Cet ancrage va être décliné sous trois niveaux (Doise, 1992) :

 psychologique : au niveau intra et inter-individuel, ou comment les valeurs générales « auxquelles adhèrent avec des intensités différentes les membres d’une société » (Doise, 1992, p. 190) vont interférer avec le rapport que l’individu entretient avec l’objet de représentations.

 sociologique : au niveau inter-groupe, l’objet est cristallisé par une pression exercée sur le groupe qui l’oblige à prendre une position. Dans ce cas, c’est la relation intergroupe qui est mise en avant ; l’objet prend son sens en rapport à l’autre groupe.

 psychosociologique : c’est la position symbolique qu’entretient l’individu et son groupe dans la société qui vont interférer avec la représentation de l’objet.

L’objectivation et l’ancrage vont se nourrir l’un de l’autre. L’objectivation, en synthétisant le concept, rend plus facile son intégration aux représentations (attitudes et idéologies) préexistantes. L’ancrage, en instituant un cadre mental, va orienter (et justifier a posteriori) la focalisation par laquelle se fait l’objectivation. Ce double processus va permettre l’émergence d’une représentation stable.

3.2.3.2 Stabilité des RS

Une fois les représentations insérées dans la pensée sociale, leur fonction n’est plus de pallier un manque d’informations ou de maîtriser l’inconnu, puisqu’elles remplacent le concept anciennement nouveau. C’est sur ce temps que s’exprimeront réellement leurs fonctions.

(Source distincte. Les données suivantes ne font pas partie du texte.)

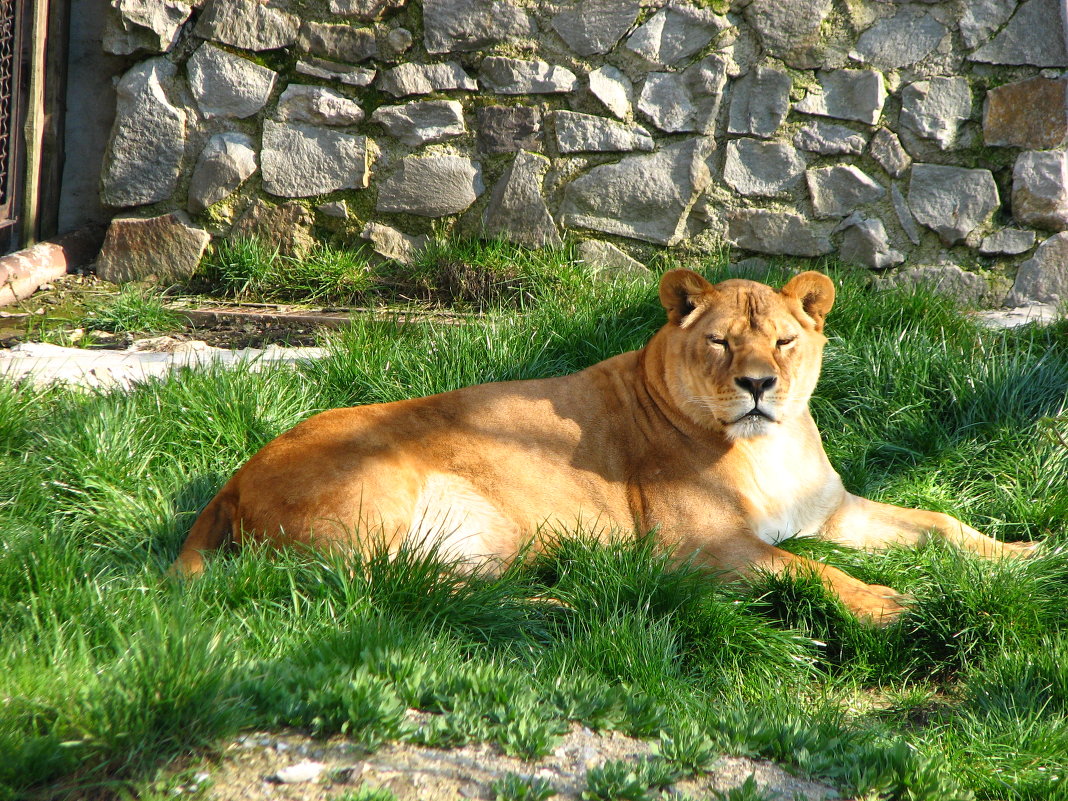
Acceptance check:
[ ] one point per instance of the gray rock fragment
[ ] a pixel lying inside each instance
(224, 84)
(837, 190)
(1043, 278)
(952, 201)
(516, 209)
(147, 139)
(780, 233)
(422, 122)
(225, 162)
(1040, 189)
(590, 134)
(317, 106)
(759, 101)
(422, 79)
(592, 27)
(645, 197)
(765, 169)
(847, 94)
(434, 186)
(520, 77)
(302, 160)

Concernant les objets et groupes anciens, cette étape de la RS se démarque par un discours consensuel et explicatif. La stabilité d’une représentation sociale ne doit pas cacher sa faculté d’adaptation à l’environnement social. En effet, ce dernier étant mouvant, il va influencer la RS. La structure de cette dernière peut supporter un certain aménagement tant que ses éléments fondateurs restent constants. C’est à ce moment-là que la modification doit avoir lieu.

3.2.3.3 Modification des représentations

Lorsque l’objet, le groupe ou encore le contexte sont modifiés, à tel point que la représentation n’est plus opérationnelle, elle ne peut plus assumer ses fonctions (chap 3.2.4) et sera donc transformée. Sur cette étape nous retrouverons les indicateurs contextuels similaires à la phase d’émergence d’une RS : l’intensification de la communication collective (interpersonnelle, discours public, média (Moliner, 2001a) composant des discours sur l’objet diversifiés et juxtaposés. Ces productions discursives se distribueront entre déni et rationalisation, pointant les éléments perturbant l’ancienne RS. De plus, la résistance de ce savoir si stable pendant la période précédente va créer des sous-catégorisations pouvant amener à observer la formation de sous-groupes et la coexistence de plusieurs versions de la RS.